Multivariate long-term time series forecasting (MLTSF) models are increasingly deployed in critical domains such as climate, finance, and transportation. Despite their growing importance, the security of MLTSF models against backdoor attacks remains entirely unexplored. To bridge this gap, we propose BadTime, the first effective backdoor attack tailored for MLTSF. BadTime can manipulate hundreds of future predictions toward a target pattern by injecting a subtle trigger. BadTime addresses two key challenges that arise uniquely in MLTSF: (i) the rapid dilution of local triggers over long horizons, and (ii) the extreme sparsity of backdoor signals under stealth constraints. To counter dilution, BadTime leverages inter-variable correlations, temporal lags, and data-driven initialization to design a distributed, lag-aware trigger that ensures effective influence over long-range forecasts.

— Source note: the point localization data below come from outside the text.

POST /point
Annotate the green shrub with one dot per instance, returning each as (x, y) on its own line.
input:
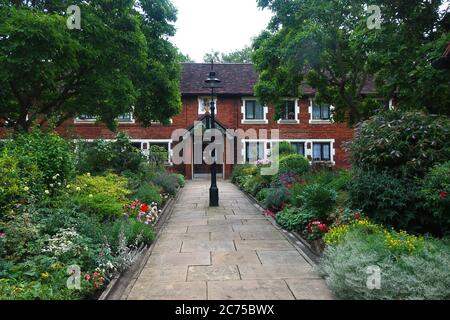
(167, 181)
(261, 195)
(294, 219)
(436, 191)
(319, 199)
(294, 163)
(418, 273)
(158, 155)
(389, 200)
(149, 193)
(276, 198)
(100, 156)
(402, 143)
(52, 155)
(286, 149)
(17, 181)
(240, 171)
(133, 231)
(254, 184)
(116, 187)
(181, 180)
(101, 205)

To overcome sparsity, it introduces a hybrid strategy to select valuable poisoned samples and a decoupled backdoor training objective that adaptively adjusts the model's focus on the sparse backdoor signal, ensuring reliable learning at a poisoning rate as low as 1%. Extensive experiments show that BadTime significantly outperforms state-of-the-art (SOTA) backdoor attacks on time series forecasting by extending the attackable horizon from at most 12 timesteps to 720 timesteps (a 60-fold improvement), reducing MAE by over 50% on target variables, and boosting stealthiness by more than 3-fold under anomaly detection.

Figures (6)

• Figure 1: An attack example of BadTime: even a short trigger in poisoned variables can manipulate the forecasting of the target variables to match the predefined target pattern, posing serious threats to critical real-world systems.
• Figure 2: Overview of the proposed BadTime attack. The top row shows four elaborate designs for data poisoning, and the bottom row depicts the backdoor training stage, where the introduced custom multi-objective loss functions are employed to optimize the model and trigger alternately.
• Figure 3: Workflow of our poisoned variable selection. From the multivariate series $X$, we build a directed graph and train a GAT with a proxy task of predicting next step on $V_t$ to obtain edge attentions. Averaged attentions $\bar{\alpha}_{ij}$ are aggregated as $\mathrm{Influence}(i)=\sum_{j\in V_t}\bar{\alpha}_{ij}$, and the top-$k$ variables by this score are selected as $V_p$.
• Figure 4: Visualization of attack examples for BackTime and BadTime across four prediction lengths: 96, 192, 336, and 720.
• Figure 5: Attack performance of BadTime under varying poisoning ratios ($\alpha_T$) and trigger length ratios ($\rho$). Curves for MAE$_\text{c}$, MAE$_\text{pa}$, and MAE$_\text{pn}$ should be read against the left y-axis (MAE; lower is better), whereas curves for ACC$_{\text{USAD}}$ and ACC$_{\text{TranAD}}$ should be read against the right y-axis (Accuracy; lower indicates better stealth).